Sometimes It Just Doesn’t Work

Sometimes, when I stop to sketch, it just doesn’t work.  I don’t know why.  What I feel is that I just can’t see in the way an artist sees things.  Everything is a struggle and I can’t engage with the subject.  In particular I have this problem when I try quick-sketching but also, sometimes, when I’m trying to do a more normal sketch.  Anyways, in spite of my embarrassment to do so, I thought I’d share one of these failures with you.
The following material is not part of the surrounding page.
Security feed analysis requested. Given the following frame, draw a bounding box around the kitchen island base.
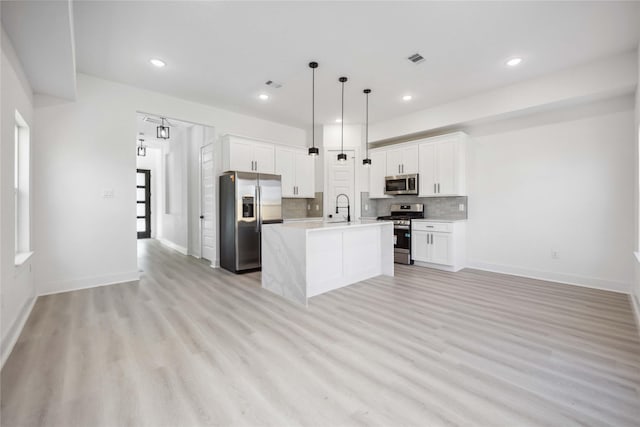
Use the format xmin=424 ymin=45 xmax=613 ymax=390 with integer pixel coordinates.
xmin=262 ymin=221 xmax=393 ymax=306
Our main library is closed for renovations right now but there’s a small branch library not far from my house.  I was walking by the other day and decided to stop in for a few minutes of people sketching.  The views aren’t great in this library but, frankly, it didn’t matter because I couldn’t draw a person to save my life.  These were 30-60s sketches and all tentative and horrible.

 

 

 

 

 

 

 

 

 

 

 

I gave up in frustration and continued walking.  About 15 minutes later I saw this old guy waiting to cross the street so I tried again.  I was pretty happy with how this one turned out.  I suppose the moral of the story is not to give up but I’d sure like to know why my brain won’t engage with my inner artist on occasion.

 

 

 

 

 

8 Responses to “Sometimes It Just Doesn’t Work”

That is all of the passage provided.